What do you think are the most important steps for companies to take when launching an IPO in volatile times, and how can they best mitigate risk?
JW: It is most important to appoint the right advisers. I do put that quite high on the list: it is essential to have a team on board at an early stage that will work with your management team to guide you through the process.
In addition, the volatility of the market means you have to be flexible. It’s important for companies to develop an IPO strategy, but also to have a Plan B and Plan C, because the volatility means that no matter how good the company, no matter how good the story and the management team, there may be instances where you just can’t get an IPO right away and you have to look at an alternative for raising funds.
If the markets just aren’t there, because there’s no investor confidence, you need to have the alternatives, whether it’s a private placement, a private equity play or a trade sale.
What are the common reasons for IPOs to fail and what can companies do to avoid making these mistakes?
JW: One of the most common reasons is a failure to embrace the disclosure requirement fully.
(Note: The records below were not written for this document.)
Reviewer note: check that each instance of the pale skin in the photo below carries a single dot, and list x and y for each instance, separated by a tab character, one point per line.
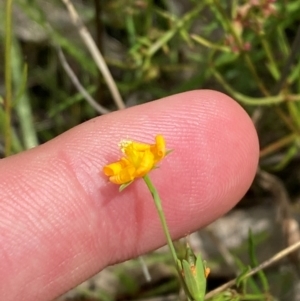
61	221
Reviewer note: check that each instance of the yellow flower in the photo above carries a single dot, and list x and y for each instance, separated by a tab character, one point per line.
139	159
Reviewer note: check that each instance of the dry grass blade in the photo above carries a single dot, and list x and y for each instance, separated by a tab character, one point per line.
262	266
77	84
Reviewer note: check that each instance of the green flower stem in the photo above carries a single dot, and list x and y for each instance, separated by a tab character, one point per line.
162	217
8	77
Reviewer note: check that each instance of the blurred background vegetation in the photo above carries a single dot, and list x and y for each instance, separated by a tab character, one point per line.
50	82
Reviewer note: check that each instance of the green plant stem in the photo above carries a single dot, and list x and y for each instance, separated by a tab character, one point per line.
8	78
246	56
162	217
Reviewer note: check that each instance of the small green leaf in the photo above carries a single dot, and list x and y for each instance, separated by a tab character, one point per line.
123	186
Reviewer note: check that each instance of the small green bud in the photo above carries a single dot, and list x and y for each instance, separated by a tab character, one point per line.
194	275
Companies have to recognise that in going public, there is quite an airing of the company and, therefore, they have to be ready to disclose everything and embrace appropriate governance standards.
But more often than not, IPOs fail because they’re not priced at the right level or because they’re overly optimistic with the price and they underestimate the interest at the time or the investor confidence at the time. How do you avoid that? Well, you need to do a thorough analysis of the market and the investors that you’re expecting.